L’alimentation des vaches laitières en système herbager est un axe fort de la durabilité des élevages français, tant du point de vue de la réduction de l’empreinte carbone de l’élevage que de sa contribution à la biodiversité et la qualité des paysages grâce aux prairies. Ce projet vise justement à apporter aux éleveurs des indicateurs clés de la conduite de ces systèmes, à partir d’une analyse multicritères. Ce projet vise aussi à montrer aux éleveurs que la conduite d’un grand troupeau à l’herbe est possible en France.

Nuisances prévues

À quelles procédures les animaux seront-ils soumis en règle générale?

Pour la caractérisation fine des animaux, des prélèvements sanguins seront effectués 12 fois au cours de l’expérimentation sur les femelles, maintenues au cornadis. Les mesures de poids (une fois par semaine) se feront sans geste technique autre que le déplacement et la contention des animaux. Pour la mesure de la note d’état, les vaches seront maintenues au cornadis une fois par mois. Voici le temps estimé pour chaque acte : Prise de sang : 2 minutes Mesure du poids : 1 minutes Mesure de la note d’état : 5 minutes

Quels sont les effets/effets indésirables prévus sur les animaux et la durée de ces effets?

la principale nuisance attendue sur les animaux est liée à la contention nécessaire aux différentes procédures décrites. Celle-ci est minime puisque les animaux sont habitués dès le plus jeune âge aux manipulations. A celle-ci s’ajoute également la douleur possible liée à la prise de sang.

Justifier le sort prévu des animaux à l’issue de la procédure.

Les procédures n’entravent pas le devenir de l’animal et n’ont qu’un effet limité et de court terme sur son bien-être. Aussi, l’ensemble des animaux inclus dans cette expérimentation va poursuivre une vie normale d’un animal de rente dans un troupeau de bovins laitiers.

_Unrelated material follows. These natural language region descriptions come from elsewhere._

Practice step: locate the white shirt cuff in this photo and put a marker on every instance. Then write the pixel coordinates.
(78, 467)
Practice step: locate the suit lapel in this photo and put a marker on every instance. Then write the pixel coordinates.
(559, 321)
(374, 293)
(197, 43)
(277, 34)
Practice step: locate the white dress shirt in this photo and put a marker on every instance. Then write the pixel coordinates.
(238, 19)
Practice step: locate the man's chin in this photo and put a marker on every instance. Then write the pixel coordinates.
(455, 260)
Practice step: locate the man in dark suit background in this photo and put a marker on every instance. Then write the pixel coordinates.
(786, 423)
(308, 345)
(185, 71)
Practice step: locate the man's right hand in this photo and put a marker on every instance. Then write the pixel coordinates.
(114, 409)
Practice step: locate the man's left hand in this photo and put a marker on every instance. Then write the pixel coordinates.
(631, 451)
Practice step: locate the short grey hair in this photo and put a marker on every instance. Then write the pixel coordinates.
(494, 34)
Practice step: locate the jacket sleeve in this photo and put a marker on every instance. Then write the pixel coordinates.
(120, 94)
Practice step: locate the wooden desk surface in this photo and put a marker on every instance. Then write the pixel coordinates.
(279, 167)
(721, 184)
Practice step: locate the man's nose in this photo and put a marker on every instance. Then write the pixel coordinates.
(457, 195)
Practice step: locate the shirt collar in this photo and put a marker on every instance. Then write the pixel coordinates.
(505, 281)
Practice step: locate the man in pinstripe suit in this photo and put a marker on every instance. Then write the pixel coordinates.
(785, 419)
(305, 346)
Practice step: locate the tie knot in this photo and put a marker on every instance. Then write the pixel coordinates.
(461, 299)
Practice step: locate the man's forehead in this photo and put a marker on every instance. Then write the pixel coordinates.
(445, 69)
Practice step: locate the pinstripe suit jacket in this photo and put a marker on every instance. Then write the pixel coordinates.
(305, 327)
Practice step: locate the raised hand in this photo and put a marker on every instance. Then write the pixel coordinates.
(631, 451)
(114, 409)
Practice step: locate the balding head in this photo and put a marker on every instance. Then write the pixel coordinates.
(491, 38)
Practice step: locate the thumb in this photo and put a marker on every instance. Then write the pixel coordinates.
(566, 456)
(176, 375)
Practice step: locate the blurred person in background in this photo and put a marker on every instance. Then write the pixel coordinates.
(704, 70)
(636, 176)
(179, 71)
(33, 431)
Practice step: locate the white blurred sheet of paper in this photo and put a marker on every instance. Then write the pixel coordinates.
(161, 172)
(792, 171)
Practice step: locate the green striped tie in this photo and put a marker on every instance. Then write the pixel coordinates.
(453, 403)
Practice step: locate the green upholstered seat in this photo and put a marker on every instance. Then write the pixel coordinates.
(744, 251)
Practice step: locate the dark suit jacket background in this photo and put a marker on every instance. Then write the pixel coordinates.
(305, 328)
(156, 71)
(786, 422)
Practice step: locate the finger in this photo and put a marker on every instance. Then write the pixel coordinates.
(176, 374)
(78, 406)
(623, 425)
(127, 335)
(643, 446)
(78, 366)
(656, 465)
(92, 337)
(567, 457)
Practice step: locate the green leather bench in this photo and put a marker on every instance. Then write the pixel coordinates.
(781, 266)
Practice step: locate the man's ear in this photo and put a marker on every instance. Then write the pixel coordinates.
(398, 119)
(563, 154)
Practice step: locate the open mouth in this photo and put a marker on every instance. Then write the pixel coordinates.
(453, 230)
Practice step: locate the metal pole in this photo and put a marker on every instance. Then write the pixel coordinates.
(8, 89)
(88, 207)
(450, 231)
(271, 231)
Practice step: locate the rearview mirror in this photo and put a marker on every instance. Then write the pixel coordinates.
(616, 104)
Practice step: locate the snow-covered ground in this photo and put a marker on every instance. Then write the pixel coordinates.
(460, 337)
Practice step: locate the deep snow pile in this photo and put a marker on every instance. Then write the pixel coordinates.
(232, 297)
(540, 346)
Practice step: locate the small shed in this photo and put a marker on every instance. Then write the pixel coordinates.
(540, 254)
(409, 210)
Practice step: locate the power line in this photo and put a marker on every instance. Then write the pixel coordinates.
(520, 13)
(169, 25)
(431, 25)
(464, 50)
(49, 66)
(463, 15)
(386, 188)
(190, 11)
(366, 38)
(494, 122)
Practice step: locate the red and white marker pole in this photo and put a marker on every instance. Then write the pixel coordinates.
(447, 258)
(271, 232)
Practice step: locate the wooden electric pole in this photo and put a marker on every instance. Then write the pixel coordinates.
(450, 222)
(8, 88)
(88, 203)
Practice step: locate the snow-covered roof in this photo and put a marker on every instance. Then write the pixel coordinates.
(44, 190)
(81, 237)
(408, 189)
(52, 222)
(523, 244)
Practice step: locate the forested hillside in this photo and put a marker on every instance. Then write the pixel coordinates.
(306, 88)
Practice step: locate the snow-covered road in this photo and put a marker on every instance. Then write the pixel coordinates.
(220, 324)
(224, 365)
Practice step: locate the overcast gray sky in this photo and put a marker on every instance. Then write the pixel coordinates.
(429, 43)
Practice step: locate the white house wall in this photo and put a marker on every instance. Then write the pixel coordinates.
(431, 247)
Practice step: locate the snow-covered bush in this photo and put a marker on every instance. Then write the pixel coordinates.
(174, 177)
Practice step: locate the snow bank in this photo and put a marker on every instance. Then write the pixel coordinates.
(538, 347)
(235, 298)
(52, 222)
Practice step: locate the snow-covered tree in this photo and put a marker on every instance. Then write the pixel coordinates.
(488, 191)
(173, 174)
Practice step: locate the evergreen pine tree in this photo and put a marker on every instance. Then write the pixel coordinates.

Application de la règle des "3R"

1. Remplacement

3R / Remplacement :

Les mécanismes étudiés mettent en jeu des interactions complexes au sein de l’animal, en interaction avec le système d’élevage qu’il est impossible de reproduire dans un modèle cellulaire, de culture d’organe ou in silico.

2. Réduction

3R / Réduction :

Les analyses statistiques prévisionnelles, intégrant de l’espérance d’écart entre traitements et la variabilité inter vaches connue, ont permis de définir le nombre minimum d’animaux nécessaires par lot expérimental, à savoir un effectif de 50 vaches par race. La pluri-annualité de cette expérimentation permet d’autre part de réduire l’effectif nécessaire chaque année et limite les besoins en renouvellement, donc la réforme des animaux.

3. Raffinement

3R / Raffinement :

Chaque intervention a été pensée de manière à limiter les nuisances pour les animaux (limitation des volumes de sang prélevés, vaches bloquées en groupe au cornadis pour limiter le stress…) . Les procédures impliquées dans le projet sont de sévérité légère et appliquées par des opérateurs expérimentés. Les conditions d’hébergement et d’alimentation répondent aux normes d’élevage en intérieur avec une aire paillée et une ration de fourrages en accès libre ad libitum. La majeure partie de l’année, les animaux sont au pâturage, non restreints et avec un accès à l’eau et à l’ombre dans toutes les parcelles grâce aux nombreux arbres implantés dans et autour des parcelles. L’état de santé des animaux sera surveillé tout au long de l’expérience. La prophylaxie et le traitement des animaux en cas d’affection ne sont pas modifiés par la mise en oeuvre du projet. Tout animal présentant un trouble de santé sera soigné en fonction de la pathologie conformément aux pratiques de l’élevage, et, au besoin, le vétérinaire praticien sera consulté. Les animaux sont gardés en vie en fin d’expérimentation.

Expliquer le choix des espèces et les stades de développement y afférents.

L’espèce animale choisie est le bovin. Il s’agit de femelles de race Holstein, Jersiaise et Normande, grandes races laitières françaises (et internationale pour la Holstein et la Jersiaise). Ces animaux ne sont pas transgéniques et ont été obtenus par des méthodes de reproduction utilisées en élevage classique. Les animaux seront des adultes en lactation car la production de lait est nécessaire pour répondre aux questions scientifiques.